Hacker News new | comments | show | ask | jobs | submit login

Have you tested running it on a FreeBSD box with ZFS? It has lz4 compression by default and makes such a great storage solution for PG. You get compression, snapshots, replication (not quite realtime but close), self healing, etc etc in a battled hardened and easy to manage filesystem and storage manager. I've found you can't beat ZFS and PG for most applications. Edge cases exist of course everywhere.

Compression works well with column stores for different reasons - since all columns are things of the same data type, there are way more opportunities for very very lightweight and highly effective compression, like run length encoding (a,a,a,a,a,a -> 6a) which helps a lot with sparse or duplicate columns, range compression (1,2,3,4,5 -> 1-5), dictionary compression (hippopotamus,potato,potato,hippopotamus -> 1,2,2,1 + a dictionary like {1:hippo,2:potato}), value scale (203,207,202,201 -> 3,7,2,1 + base:200), bit arrays for booleans and bit vectors for low-cardinality columns, etc.

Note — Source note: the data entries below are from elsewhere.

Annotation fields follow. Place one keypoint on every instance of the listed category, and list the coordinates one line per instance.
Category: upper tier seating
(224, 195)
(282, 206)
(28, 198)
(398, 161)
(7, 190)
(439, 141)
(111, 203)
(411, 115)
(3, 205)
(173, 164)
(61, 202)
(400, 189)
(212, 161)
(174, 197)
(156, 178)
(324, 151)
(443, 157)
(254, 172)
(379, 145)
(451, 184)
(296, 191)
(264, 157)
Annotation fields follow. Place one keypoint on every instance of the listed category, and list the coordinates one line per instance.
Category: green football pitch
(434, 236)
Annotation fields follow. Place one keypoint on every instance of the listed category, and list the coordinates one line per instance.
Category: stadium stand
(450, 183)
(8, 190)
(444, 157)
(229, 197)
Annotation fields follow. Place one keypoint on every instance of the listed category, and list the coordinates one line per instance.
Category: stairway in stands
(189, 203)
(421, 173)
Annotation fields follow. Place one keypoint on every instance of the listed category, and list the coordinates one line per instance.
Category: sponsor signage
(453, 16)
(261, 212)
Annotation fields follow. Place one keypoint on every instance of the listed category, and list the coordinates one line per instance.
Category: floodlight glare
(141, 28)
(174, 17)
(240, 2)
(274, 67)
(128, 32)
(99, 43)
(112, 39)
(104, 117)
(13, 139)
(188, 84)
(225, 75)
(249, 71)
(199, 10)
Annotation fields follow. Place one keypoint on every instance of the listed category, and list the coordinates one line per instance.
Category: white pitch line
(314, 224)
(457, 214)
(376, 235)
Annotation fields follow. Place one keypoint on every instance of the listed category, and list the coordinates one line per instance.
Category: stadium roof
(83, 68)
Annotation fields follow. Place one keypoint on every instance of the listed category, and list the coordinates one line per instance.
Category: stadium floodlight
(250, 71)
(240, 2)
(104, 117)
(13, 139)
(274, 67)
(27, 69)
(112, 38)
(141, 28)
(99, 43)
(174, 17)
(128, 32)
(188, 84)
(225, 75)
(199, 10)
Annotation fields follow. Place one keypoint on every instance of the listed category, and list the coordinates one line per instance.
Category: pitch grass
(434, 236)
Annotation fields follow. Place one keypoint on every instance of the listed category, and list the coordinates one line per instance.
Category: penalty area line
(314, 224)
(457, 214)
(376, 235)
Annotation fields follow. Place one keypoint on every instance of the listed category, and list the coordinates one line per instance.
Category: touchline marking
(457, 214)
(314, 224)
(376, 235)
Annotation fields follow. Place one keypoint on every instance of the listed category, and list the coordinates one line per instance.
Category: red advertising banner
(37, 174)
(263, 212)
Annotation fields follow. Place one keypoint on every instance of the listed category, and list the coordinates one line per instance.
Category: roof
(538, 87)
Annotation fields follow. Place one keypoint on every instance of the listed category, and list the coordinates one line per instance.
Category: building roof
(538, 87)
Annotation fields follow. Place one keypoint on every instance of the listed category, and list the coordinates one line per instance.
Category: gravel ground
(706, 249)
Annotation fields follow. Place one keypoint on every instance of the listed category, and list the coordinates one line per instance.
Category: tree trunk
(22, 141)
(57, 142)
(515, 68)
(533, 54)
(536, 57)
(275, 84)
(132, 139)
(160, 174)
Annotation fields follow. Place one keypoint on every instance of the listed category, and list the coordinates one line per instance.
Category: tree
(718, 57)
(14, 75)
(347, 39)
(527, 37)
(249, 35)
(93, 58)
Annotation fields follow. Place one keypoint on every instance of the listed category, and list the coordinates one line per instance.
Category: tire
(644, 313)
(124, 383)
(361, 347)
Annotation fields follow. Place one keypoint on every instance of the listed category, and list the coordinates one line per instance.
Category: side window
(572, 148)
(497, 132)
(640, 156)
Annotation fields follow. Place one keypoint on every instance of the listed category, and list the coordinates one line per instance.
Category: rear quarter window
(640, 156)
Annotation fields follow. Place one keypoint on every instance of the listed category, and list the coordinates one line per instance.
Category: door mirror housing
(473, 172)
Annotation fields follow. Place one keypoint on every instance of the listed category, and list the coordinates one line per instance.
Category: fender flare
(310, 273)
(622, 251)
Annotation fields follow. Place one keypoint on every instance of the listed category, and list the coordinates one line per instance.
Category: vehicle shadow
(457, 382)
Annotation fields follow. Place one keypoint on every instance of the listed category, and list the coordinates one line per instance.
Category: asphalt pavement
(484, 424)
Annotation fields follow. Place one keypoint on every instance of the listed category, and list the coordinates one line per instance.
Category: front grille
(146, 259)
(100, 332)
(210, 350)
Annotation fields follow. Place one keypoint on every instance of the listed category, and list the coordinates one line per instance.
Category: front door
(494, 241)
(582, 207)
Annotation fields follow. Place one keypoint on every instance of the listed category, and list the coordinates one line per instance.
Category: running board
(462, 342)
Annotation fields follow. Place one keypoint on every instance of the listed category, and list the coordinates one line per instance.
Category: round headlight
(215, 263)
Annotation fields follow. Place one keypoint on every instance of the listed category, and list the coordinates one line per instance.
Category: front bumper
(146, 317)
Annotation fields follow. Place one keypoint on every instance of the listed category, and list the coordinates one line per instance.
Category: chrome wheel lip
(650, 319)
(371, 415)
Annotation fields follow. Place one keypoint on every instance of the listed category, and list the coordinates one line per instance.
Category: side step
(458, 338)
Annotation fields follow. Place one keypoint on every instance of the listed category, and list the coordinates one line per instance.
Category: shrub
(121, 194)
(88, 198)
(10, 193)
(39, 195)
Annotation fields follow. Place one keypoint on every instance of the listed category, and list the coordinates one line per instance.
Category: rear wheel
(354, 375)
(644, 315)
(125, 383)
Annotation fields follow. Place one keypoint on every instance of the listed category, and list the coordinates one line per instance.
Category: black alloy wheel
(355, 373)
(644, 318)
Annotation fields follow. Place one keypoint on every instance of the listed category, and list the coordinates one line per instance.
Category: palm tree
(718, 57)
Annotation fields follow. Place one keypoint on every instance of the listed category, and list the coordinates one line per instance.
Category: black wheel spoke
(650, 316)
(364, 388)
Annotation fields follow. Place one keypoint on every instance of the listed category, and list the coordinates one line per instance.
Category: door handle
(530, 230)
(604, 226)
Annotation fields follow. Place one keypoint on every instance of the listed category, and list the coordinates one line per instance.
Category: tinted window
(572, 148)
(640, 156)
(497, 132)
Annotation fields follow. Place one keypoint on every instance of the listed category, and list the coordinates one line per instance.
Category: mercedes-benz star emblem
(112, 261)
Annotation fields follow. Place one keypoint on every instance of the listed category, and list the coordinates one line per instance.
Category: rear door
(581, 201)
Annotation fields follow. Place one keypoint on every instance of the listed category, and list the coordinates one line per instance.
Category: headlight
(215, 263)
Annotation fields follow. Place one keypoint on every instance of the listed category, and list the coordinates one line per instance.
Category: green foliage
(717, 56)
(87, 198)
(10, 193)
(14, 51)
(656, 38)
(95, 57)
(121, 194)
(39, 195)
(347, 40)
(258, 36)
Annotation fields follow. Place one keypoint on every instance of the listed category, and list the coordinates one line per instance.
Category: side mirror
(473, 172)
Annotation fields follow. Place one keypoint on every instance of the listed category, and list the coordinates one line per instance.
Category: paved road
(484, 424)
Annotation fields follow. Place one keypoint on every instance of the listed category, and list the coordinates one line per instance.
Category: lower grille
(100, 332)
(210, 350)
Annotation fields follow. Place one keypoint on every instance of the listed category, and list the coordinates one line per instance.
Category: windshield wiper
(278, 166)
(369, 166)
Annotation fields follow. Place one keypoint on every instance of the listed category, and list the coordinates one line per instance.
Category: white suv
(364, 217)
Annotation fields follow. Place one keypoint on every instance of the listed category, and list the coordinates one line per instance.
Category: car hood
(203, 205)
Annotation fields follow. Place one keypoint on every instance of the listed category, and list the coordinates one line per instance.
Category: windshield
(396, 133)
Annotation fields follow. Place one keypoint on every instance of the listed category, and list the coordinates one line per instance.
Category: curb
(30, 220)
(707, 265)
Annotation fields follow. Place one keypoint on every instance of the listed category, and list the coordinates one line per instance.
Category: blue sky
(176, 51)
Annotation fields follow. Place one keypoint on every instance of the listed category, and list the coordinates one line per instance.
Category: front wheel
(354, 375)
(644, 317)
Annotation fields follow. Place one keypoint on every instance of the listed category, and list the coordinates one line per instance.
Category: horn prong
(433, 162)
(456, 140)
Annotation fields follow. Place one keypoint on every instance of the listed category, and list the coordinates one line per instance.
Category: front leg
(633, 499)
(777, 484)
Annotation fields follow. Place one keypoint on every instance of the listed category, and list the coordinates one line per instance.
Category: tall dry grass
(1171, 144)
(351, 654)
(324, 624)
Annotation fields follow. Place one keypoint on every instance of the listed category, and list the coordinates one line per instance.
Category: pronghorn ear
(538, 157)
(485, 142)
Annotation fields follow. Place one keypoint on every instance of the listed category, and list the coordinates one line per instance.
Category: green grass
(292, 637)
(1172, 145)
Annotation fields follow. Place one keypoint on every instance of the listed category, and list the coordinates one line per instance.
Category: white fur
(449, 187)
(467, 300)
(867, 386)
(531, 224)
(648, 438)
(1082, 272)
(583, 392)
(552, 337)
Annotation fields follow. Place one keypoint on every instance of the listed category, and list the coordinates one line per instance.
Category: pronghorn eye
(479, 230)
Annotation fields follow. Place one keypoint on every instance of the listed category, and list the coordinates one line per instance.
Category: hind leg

This saves on space but also often improves query latency, provided your execution engine supports queries on compressed columns - less data means more of it fits into cache, meaning less cache misses (i.e. expensive disk reads).

edit: So what I mean is compressing the entire files or disk blocks with LZ might not take advantage of the same properties and might not get you the same deal - here often the in-memory data layout is also compressed, and queries execute efficiently on compressed data, versus with a blindly compressed filesystem you'd ostensibly have to always decompress first.

True. Actually, this execution efficiency is usually way more important benefit of column stores than just saving disk space.

Sadly, PostgreSQL does not support that now, but hopefully it's not that far in the future. It's becoming a fairly regular topic in discussions both with customers and devs on conferences.

Thanks for the great suggestions.

We've certainly discussed running on ZFS internally, but haven't evaluated yet. We're a bit uncomfortable dictating file system requirements to users, so looking to ultimately provide many of these things in the database instead.

Would welcome any testing/benchmarks, though! :)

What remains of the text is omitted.